Three buddies and I are pulling my boat over for the lionfish tournament May 14 & 15. We have no idea where to hunt for the little buggers. I'm not asking for anyone's secret spot. I just would appreciate some GPS locations of some spots that really need these invasive buggers removed from. We are all advanced open water certified and dive Nitrox, so depth isn't a huge concern as long as its less than 130'.
Thanks in advance
my email if you want to send any spots there is obdoc63 at m s n dot com


----------



## rscrubberrn (Apr 24, 2015)

pick almost any public wreck and you will find them


----------



## obdoc (May 1, 2016)

Thanks, but is there a site that will list the GPS location of these public wrecks? We are coming from Panama City.


----------



## lastcast (Oct 12, 2007)

http://www.floridagofishing.com/reefs/nw-reefs-escambia-county.html


----------



## obdoc (May 1, 2016)

Thanks lastcast


----------



## Jlredfish (May 2, 2016)

If you don't mind going deep, Timber Holes or Trysler Grounds are large natural hard bottom areas 110 - 125' deep. They aren't hit much and you can also find slipper lobster which are not regulated. Bridge rubble sites are good if not hit regularly by charters. The wrecks which are regular stops for charters are kept pretty clean. You usually have to go deeper than 80' to find good numbers. 
Let us know where you go and how you do. I made one trip in March and got about 40, two were 17". We made 2 dives and my buddy had bouyancy problems and came up early on the 2nd dive.
PM me if you need additional info. Have a great time.


----------



## obdoc (May 1, 2016)

I think I found some numbers for Timber Holes yesterday in the link lastcast provided. No problem going deep if that's where the lionfish hide. 
Thanks for the ideas, it's greatly appreciated Jlredfish. I've heard that area is overrun by the buggers, so we are coming to help with population control.
That's a huge lionfish!

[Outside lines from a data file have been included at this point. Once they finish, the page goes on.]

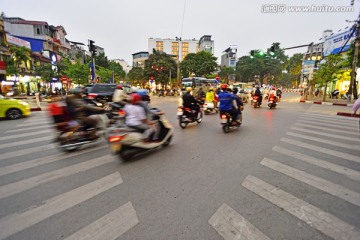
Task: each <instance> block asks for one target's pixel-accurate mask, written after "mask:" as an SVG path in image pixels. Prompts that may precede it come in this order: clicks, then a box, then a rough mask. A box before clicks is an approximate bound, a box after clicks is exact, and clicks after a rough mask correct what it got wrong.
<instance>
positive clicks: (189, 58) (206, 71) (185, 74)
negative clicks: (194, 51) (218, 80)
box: [180, 51, 217, 77]
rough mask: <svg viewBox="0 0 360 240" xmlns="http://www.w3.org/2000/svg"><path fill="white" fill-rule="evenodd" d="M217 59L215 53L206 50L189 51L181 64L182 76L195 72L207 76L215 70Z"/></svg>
mask: <svg viewBox="0 0 360 240" xmlns="http://www.w3.org/2000/svg"><path fill="white" fill-rule="evenodd" d="M216 59H217V58H216V57H214V55H212V54H211V53H209V52H205V51H200V52H197V53H189V54H188V55H186V57H185V59H184V60H183V61H182V62H181V64H180V70H181V73H182V76H184V77H189V76H190V75H191V74H195V76H198V77H205V76H206V75H209V74H211V73H213V72H214V71H215V69H216V67H217V63H216Z"/></svg>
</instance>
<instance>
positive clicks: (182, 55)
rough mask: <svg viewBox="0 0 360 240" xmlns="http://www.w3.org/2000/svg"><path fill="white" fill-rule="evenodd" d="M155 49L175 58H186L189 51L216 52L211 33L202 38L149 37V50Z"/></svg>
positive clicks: (148, 49)
mask: <svg viewBox="0 0 360 240" xmlns="http://www.w3.org/2000/svg"><path fill="white" fill-rule="evenodd" d="M153 49H155V50H156V51H161V52H164V53H166V54H169V55H172V56H173V57H174V59H175V60H180V61H182V60H184V58H185V57H186V55H188V54H189V53H197V52H199V51H207V52H210V53H212V54H214V41H212V40H211V36H210V35H204V36H202V37H201V38H200V40H196V39H195V38H193V39H181V38H178V37H176V38H175V39H172V38H149V39H148V51H149V52H150V53H151V52H153Z"/></svg>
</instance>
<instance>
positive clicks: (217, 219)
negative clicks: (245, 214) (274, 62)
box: [209, 203, 270, 240]
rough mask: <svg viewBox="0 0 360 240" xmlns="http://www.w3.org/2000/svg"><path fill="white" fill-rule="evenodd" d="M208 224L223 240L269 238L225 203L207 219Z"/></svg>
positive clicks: (264, 239) (261, 238)
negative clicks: (213, 228)
mask: <svg viewBox="0 0 360 240" xmlns="http://www.w3.org/2000/svg"><path fill="white" fill-rule="evenodd" d="M209 224H210V225H211V226H212V227H213V228H214V229H215V230H216V231H217V232H218V233H219V234H220V235H221V236H222V237H223V238H224V239H225V240H236V239H249V240H250V239H254V240H255V239H256V240H270V238H268V237H267V236H266V235H265V234H263V233H262V232H261V231H260V230H259V229H257V228H256V227H255V226H254V225H252V224H251V223H250V222H249V221H247V220H246V219H245V218H244V217H242V216H241V215H240V214H239V213H237V212H236V211H235V210H234V209H232V208H231V207H229V206H228V205H227V204H225V203H223V204H222V205H221V207H220V208H219V209H218V210H217V211H216V212H215V214H214V215H213V216H212V217H211V218H210V219H209Z"/></svg>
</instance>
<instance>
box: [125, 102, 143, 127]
mask: <svg viewBox="0 0 360 240" xmlns="http://www.w3.org/2000/svg"><path fill="white" fill-rule="evenodd" d="M124 111H125V112H126V117H125V122H126V125H128V126H136V125H140V124H143V122H142V120H144V119H146V115H145V110H144V108H142V107H140V106H138V105H133V104H126V105H125V107H124Z"/></svg>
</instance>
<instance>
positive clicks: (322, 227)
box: [242, 175, 360, 240]
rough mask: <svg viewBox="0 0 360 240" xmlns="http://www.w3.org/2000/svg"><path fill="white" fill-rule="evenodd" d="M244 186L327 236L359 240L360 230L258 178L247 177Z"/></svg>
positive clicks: (284, 191) (337, 238)
mask: <svg viewBox="0 0 360 240" xmlns="http://www.w3.org/2000/svg"><path fill="white" fill-rule="evenodd" d="M242 186H244V187H245V188H247V189H248V190H250V191H251V192H253V193H255V194H257V195H259V196H261V197H262V198H264V199H266V200H267V201H269V202H271V203H273V204H275V205H276V206H278V207H279V208H280V209H284V210H285V211H287V212H289V213H290V214H292V215H293V216H295V217H297V218H299V219H300V220H302V221H304V222H305V223H307V224H309V225H310V226H311V227H313V228H315V229H317V230H318V231H320V232H322V233H324V234H325V235H327V236H330V237H332V238H334V239H338V240H358V239H359V236H360V229H358V228H356V227H354V226H352V225H350V224H348V223H346V222H344V221H343V220H341V219H339V218H337V217H335V216H334V215H332V214H330V213H327V212H324V211H322V210H321V209H319V208H317V207H315V206H313V205H311V204H309V203H307V202H305V201H303V200H301V199H298V198H296V197H295V196H293V195H291V194H289V193H287V192H285V191H283V190H281V189H279V188H276V187H275V186H273V185H270V184H268V183H266V182H264V181H262V180H260V179H258V178H256V177H253V176H251V175H250V176H247V177H246V178H245V180H244V181H243V182H242Z"/></svg>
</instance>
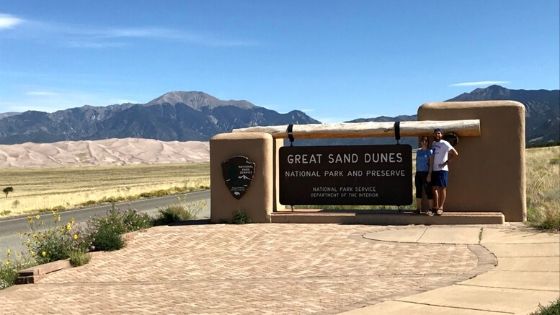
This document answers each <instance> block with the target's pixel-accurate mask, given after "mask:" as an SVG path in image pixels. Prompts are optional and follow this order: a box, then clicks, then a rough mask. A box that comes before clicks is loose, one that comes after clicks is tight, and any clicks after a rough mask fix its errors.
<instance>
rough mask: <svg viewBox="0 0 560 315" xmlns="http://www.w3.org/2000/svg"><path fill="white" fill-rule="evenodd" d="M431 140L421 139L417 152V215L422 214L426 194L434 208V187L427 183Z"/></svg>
mask: <svg viewBox="0 0 560 315" xmlns="http://www.w3.org/2000/svg"><path fill="white" fill-rule="evenodd" d="M428 144H429V139H428V137H426V136H423V137H421V138H420V147H419V148H418V150H416V175H415V176H414V186H416V213H421V212H422V197H423V196H424V194H426V197H428V200H429V202H430V207H429V208H428V209H431V208H432V187H430V183H429V182H428V181H427V177H428V171H429V170H430V156H432V154H433V151H432V150H431V149H429V148H428Z"/></svg>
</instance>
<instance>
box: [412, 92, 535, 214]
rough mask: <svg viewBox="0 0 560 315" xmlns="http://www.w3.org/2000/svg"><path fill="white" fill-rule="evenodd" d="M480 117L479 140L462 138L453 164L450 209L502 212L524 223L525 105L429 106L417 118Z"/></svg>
mask: <svg viewBox="0 0 560 315" xmlns="http://www.w3.org/2000/svg"><path fill="white" fill-rule="evenodd" d="M460 119H480V128H481V136H479V137H461V138H460V139H459V144H458V145H457V146H456V149H457V151H458V152H459V158H457V159H456V160H453V161H452V162H451V163H450V166H449V168H450V171H449V187H448V190H447V192H448V194H447V201H446V203H445V208H446V210H447V211H500V212H502V213H503V214H504V216H505V219H506V221H524V220H525V219H526V217H527V212H526V192H525V107H524V106H523V104H521V103H518V102H513V101H481V102H445V103H428V104H424V105H422V106H421V107H420V108H419V109H418V120H460Z"/></svg>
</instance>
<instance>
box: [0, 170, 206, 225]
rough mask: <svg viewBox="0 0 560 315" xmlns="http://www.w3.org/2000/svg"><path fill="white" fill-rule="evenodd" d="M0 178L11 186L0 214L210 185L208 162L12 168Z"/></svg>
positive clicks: (57, 206) (130, 198)
mask: <svg viewBox="0 0 560 315" xmlns="http://www.w3.org/2000/svg"><path fill="white" fill-rule="evenodd" d="M0 180H1V181H2V182H0V185H4V186H9V187H13V190H12V191H10V193H9V195H6V198H1V199H2V200H0V217H1V216H13V215H21V214H28V213H31V212H36V211H40V210H41V211H45V210H63V209H66V208H72V207H77V206H87V205H93V204H96V203H99V202H117V201H124V200H131V199H137V198H149V197H156V196H165V195H169V194H174V193H180V192H186V191H193V190H200V189H208V188H209V186H210V170H209V165H208V163H198V164H153V165H130V166H110V167H109V166H96V167H80V168H77V167H61V168H8V169H2V170H1V177H0Z"/></svg>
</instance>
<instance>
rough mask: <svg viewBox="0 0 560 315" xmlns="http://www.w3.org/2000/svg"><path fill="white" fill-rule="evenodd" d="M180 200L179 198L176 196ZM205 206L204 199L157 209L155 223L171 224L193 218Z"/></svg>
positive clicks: (154, 220) (195, 217)
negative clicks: (158, 210)
mask: <svg viewBox="0 0 560 315" xmlns="http://www.w3.org/2000/svg"><path fill="white" fill-rule="evenodd" d="M178 200H179V201H181V199H180V198H178ZM205 206H206V201H198V202H184V201H182V202H181V203H178V204H175V205H171V206H168V207H166V208H163V209H159V215H158V217H157V218H156V219H155V220H154V224H155V225H162V224H171V223H177V222H184V221H188V220H193V219H195V218H196V215H197V214H198V212H199V211H200V209H201V208H202V207H205Z"/></svg>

Good eating i'm sure.


----------



## TONER (Mar 25, 2008)

Any report?


----------



## TONER (Mar 25, 2008)

We went a few weeks ago they are getting harder to find inside 20 miles


----------



## stc1993 (Nov 23, 2014)

TONER said:


> We went a few weeks ago they are getting harder to find inside 20 miles


That's good by me if they were all gone.


----------



## Jlredfish (May 2, 2016)

I agree with Toner. After the last tournament where they brought in over 8100 lion fish, they are harder to find on the public spots. I might try off the Alabama coast next, not as much pressure over there. Toner, have you tried over that way yet?


----------